Editor's Podcast

ATEP388 Wünsche 2019 – iTunes



Kaum eine Software ist über die letzten Jahre derartig gewachsen und hat so viele Veränderungen erfahren wie iTunes. Mittlerweile hat die Anwendung 18 Jahre auf dem Buckel – und ich habe hier einige Wünsche und Kritik.  
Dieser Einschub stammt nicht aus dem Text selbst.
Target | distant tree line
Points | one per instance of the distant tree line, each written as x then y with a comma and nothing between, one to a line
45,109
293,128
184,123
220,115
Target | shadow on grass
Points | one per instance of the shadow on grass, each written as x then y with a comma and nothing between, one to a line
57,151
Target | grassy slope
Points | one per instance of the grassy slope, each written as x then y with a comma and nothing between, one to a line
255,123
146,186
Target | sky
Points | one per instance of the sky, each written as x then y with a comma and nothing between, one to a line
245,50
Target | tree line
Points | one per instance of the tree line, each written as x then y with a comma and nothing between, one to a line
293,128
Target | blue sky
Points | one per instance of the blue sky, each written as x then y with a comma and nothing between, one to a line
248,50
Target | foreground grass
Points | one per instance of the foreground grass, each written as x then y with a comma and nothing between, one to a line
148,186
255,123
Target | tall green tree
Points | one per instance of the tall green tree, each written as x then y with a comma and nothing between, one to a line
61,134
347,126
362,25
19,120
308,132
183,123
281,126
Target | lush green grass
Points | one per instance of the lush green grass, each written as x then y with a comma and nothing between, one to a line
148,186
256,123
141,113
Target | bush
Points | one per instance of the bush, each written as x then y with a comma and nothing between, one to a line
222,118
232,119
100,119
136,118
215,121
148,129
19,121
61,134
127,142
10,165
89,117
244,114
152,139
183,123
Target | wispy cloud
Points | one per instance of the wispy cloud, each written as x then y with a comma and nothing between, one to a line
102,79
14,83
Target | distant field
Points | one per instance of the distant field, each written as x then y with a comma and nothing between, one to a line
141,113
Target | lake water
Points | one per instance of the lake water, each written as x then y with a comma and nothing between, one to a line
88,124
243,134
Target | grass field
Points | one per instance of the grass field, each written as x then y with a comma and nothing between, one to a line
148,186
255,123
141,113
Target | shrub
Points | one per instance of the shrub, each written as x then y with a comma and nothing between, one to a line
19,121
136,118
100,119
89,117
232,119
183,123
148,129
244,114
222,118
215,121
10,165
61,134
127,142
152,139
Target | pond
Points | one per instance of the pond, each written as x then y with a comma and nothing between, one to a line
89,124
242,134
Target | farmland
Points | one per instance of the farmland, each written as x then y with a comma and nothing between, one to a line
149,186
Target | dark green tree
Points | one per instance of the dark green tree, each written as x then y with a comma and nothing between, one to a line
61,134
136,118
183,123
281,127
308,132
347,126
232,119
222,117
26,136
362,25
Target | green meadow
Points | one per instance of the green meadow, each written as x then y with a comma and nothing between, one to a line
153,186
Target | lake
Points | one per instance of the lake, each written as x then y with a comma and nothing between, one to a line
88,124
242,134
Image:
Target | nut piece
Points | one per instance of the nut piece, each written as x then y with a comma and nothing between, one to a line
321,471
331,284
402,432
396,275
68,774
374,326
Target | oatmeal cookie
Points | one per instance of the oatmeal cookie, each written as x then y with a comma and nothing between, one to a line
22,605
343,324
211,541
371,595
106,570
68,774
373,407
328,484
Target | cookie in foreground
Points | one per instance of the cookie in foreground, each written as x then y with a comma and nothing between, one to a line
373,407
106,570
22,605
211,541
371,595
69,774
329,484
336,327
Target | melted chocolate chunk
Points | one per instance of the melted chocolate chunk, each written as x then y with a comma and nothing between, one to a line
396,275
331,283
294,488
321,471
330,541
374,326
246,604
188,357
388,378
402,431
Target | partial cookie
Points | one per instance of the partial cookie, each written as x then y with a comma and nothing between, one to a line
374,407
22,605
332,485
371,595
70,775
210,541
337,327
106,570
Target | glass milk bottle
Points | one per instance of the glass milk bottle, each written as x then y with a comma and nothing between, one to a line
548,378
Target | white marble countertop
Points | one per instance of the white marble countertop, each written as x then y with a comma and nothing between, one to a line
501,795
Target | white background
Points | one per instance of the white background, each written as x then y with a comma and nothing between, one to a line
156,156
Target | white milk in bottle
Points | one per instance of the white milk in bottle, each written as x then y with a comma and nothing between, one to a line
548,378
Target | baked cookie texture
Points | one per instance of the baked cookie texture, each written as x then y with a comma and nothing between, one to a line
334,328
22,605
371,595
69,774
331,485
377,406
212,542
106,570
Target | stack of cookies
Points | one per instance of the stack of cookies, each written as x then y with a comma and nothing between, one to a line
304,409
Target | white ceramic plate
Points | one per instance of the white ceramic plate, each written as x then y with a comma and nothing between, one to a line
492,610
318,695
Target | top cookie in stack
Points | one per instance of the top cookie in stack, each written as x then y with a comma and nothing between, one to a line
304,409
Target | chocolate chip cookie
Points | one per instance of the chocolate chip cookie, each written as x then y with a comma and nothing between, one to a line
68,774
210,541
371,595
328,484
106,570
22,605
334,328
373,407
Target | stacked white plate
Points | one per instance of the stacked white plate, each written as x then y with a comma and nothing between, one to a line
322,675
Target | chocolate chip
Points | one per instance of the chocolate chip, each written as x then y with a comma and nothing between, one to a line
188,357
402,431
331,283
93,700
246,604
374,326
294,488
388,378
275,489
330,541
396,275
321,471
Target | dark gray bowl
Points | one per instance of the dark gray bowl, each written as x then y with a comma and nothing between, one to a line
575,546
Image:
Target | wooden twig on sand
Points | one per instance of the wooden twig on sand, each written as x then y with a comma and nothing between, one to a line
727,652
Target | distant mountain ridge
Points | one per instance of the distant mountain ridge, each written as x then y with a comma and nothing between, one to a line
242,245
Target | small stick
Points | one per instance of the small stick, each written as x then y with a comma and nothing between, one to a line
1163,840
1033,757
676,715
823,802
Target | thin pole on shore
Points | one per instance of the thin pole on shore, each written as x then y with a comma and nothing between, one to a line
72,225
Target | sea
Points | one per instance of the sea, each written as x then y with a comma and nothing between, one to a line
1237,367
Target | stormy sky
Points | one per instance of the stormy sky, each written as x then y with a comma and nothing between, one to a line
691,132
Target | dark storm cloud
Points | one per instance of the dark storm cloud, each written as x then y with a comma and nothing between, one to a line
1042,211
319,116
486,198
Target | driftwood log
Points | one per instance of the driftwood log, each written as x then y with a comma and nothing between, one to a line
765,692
Sie werden ja so schnell erwachsen – iTunes hat mittlerweile achtzehn Jahre auf dem Buckel und ich muss sagen: mir reicht’s. Seit vielen Jahren steht die Einstellung und Neuentwicklung von iTunes auf Platz eins meiner Wünsche für das jeweils neue Jahr. Ich fürchte aber, dass ich diesen Wunsch auch dieses Jahr nicht erfüllt bekommen werde.

Die frühen Jahre

iTunes basiert auf der kommerziellen Anwendung SoundJam MP und wurde 2001 von Apple übernommen und neu aufgelegt. Apple hat sie direkt zum Start um einige Anwendungsbereiche ergänzt – so wurden mehr Brenner zum Anfertigen von Musik-CDs unterstützt, hinzu kamen der Support für iPods und der Music Store. iTunes war der Dreh- und Angelpunkt für alle Belange in Richtung Musik, speziell, aber nicht nur, für den iPod. Seit 2003 unterstützt iTunes auch Windows – damals noch Windows XP. Die Funktion blieb bis heute erhalten.

Die iPhone Jahre

Mit der Einführung des iPhones unterstützte iTunes natürlich ebenso das Telefon von Apple, auch hier war es der Dreh- und Angelpunkt. Bis zur Post-PC-Zeit dauerte es lange, viele Generationen des Smartphones wurden noch über iTunes mit Mediendateien und Updates versorgt. Diese Funktion ist mittlerweile zwar noch möglich, Apple hat die iOS-Geräte aber immer mehr von der Software gelöst. Zum Glück!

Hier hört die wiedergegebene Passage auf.